Many thefts occur close to pickup points and terminals. Be extra careful after picking up a load. Give drivers time to get away from the pickup point before stopping.
When All Else Fails
Fleet owners should have a plan in case a driver is hijacked. Giving the load over to a thief is generally preferred than getting hurt or worse to protect the freight. Instead of fighting, teach drivers to be a good witness to give law enforcement a better chance at apprehending the criminals.
Observe everything. Don’t just look at what is happening but pay attention to sounds and what is being said. Notice details. Keep a business card with company information and contact phone numbers in your wallet or on your person. Notify the authorities immediately.

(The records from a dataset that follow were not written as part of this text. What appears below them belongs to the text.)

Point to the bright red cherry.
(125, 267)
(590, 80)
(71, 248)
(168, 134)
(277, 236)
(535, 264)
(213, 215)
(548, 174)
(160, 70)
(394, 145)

It doesn’t matter whether your company is small or large, cyber threats are a growing problem in today’s business industry. Hackers aren’t only trying to steal information or data. Some just want to create chaos by disrupting the infrastructure of an important industry. Cyber security for fleets has to be a priority. Here are some tips to help your company create and maintain a plan that prevents security issues:
Train employees to generate strong passwords and to recognize phishing emails
Have a way to encrypt emails which contain secure information
Use best practices for security protocol
Use comprehensive antivirus and malware programs
Update software and operating systems for security patches
Limit password attempts
Be proactive in maintaining your website and OS
Backup your software
Have a disaster recovery plan in place
Review your IT department and update as necessary
Audit Your Security Infrastructure
Don’t be afraid to check drivers and other employees to ensure that they are operating securely. You may find gaps in your plan by conducting audits. Talk to others in the trucking industry to find out how their businesses are operating safely. Make safety and security part of your regular risk management plan to prevent theft or hacking.